What do you guys think?


----------



## Boatboy24 (Oct 11, 2016)

I've done Petite Syrah 3 times now and have used D254 for all of them. Never an issue. I feed Fermaid O half once the cap forms, and half at 1/3 sugar depletion.


----------



## Luse_Cellar (Oct 11, 2016)

I don't have any experience with either of those yeasts, but they are both supposed to be low producers of H2S. I've just made some Syrah and am about finished making some Grenache using RP15 and I really like the results. I don't have anything to compare it to as I didn't split it up and use different strains but I, too, was worried about H2S (especially with the Syrah). Scottlabs does say the following for the RC212, which is interesting: "Timely nutrient additions are recommended to avoid potential H2S production, particularly in low nutrient musts." I would think that either choice would be just fine. 

If you're going to leave it uninoculated and you don't want wild yeast to kick off, keeping it cool is one of the most important things you can do. If you can get your hands on some dry ice that's the best thing to put in there.  I have used store bought (non food grade) dry ice without issue to undergo cold soaking. Alternatively, anything frozen that won't melt into the wine (such as an ice pack) in a large enough quantity can be effective. Many people fill milk jugs with water and freeze them.

I wouldn't worry about mixing brands with nutrients, they don't compete with one another but just work together. The main thing to avoid H2S is the YAN level, which can easily be adjusted up with DAP. I don't have a way to measure YAN so I just add 100ppm on the day I inoculate, and then use a normal dose of Fermaid-K about 1/3 of the way into fermentation. I prefer to leave it alone after this unless I start picking up on H2S, but I try to avoid adding any nutrient once the must is below 10 Brix. Pantothenate is another key nutrient in avoiding H2S and Fermaid-K includes this in their formulation. You can also get it as a supplement at the drug store, but Fermaid-K use is probably best considering it contains many other nutrients which are important to a healthy fermentation.


----------



## ceeaton (Oct 11, 2016)

I'll add my two cents in saying that I prefer Fermaid O over K because the yeast can use O later in the fermentation cycle than DAP (which Fermaid K contains). In either case any leftover nutrients aren't really good because nasties can use them to their advantage. So be sure to use them as you state, at fermentation onset and at 1/3 sugar depletion. If you get a stuck fermentation, use O and not K (or DAP) if the SG is below your 1/3 sugar depletion mark.


----------



## Luse_Cellar (Oct 12, 2016)

ceeaton said:


> I'll add my two cents in saying that I prefer Fermaid O over K because the yeast can use O later in the fermentation cycle than DAP (which Fermaid K contains).
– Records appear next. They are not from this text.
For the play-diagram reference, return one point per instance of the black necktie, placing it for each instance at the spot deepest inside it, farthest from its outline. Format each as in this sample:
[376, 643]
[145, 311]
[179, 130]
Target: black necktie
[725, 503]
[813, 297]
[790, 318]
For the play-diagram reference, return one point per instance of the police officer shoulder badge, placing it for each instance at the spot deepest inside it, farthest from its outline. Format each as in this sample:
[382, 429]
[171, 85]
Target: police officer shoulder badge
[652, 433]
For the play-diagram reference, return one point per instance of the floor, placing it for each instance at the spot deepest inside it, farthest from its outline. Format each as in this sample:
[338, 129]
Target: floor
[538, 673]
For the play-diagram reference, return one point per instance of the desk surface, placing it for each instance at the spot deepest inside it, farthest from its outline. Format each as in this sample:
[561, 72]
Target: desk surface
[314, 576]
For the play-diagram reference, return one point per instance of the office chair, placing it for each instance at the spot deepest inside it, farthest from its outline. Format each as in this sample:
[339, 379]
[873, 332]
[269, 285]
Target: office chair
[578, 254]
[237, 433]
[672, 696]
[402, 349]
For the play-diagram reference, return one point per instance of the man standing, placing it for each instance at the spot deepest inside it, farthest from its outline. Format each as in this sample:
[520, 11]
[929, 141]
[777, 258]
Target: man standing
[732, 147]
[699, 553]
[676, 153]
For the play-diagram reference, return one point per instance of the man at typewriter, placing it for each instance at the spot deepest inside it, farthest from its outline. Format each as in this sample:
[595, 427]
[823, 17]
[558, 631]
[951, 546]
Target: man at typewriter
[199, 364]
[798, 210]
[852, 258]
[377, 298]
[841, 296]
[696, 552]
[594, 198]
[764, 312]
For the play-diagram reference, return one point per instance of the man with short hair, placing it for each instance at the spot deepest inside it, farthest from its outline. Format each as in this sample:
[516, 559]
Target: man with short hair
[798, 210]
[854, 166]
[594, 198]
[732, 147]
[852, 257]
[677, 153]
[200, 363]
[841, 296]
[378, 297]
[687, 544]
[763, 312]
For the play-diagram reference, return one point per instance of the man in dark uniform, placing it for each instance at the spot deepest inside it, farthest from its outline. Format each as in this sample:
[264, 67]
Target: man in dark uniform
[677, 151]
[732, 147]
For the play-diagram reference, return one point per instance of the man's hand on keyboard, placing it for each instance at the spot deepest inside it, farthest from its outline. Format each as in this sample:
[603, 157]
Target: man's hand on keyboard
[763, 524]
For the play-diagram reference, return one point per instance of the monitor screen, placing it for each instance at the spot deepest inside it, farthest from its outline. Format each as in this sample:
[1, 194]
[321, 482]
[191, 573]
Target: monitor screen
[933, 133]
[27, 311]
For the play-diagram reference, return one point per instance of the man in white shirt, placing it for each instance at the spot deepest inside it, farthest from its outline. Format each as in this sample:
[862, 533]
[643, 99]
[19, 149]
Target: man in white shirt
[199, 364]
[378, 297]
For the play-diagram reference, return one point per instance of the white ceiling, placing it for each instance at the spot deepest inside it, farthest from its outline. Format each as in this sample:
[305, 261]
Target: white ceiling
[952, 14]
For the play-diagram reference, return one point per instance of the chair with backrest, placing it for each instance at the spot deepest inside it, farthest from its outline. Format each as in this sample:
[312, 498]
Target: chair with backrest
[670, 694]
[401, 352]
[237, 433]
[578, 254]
In either case any leftover nutrients aren't really good because nasties can use them to their advantage. So be sure to use them as you state, at fermentation onset and at 1/3 sugar depletion. If you get a stuck fermentation, use O and not K (or DAP) if the SG is below your 1/3 sugar depletion mark.



This is interesting for me because I didn't actually know much about Fermaid-O, I had assumed that it's listing as being organic was more aimed at the organically grown wine crowd. I've been researching a bit about organic vs. inorganic nitrogen sources as a result and I think I'm going to have to try out the Fermaid-O next year to see if I notice any differences. Interesting for sure.


----------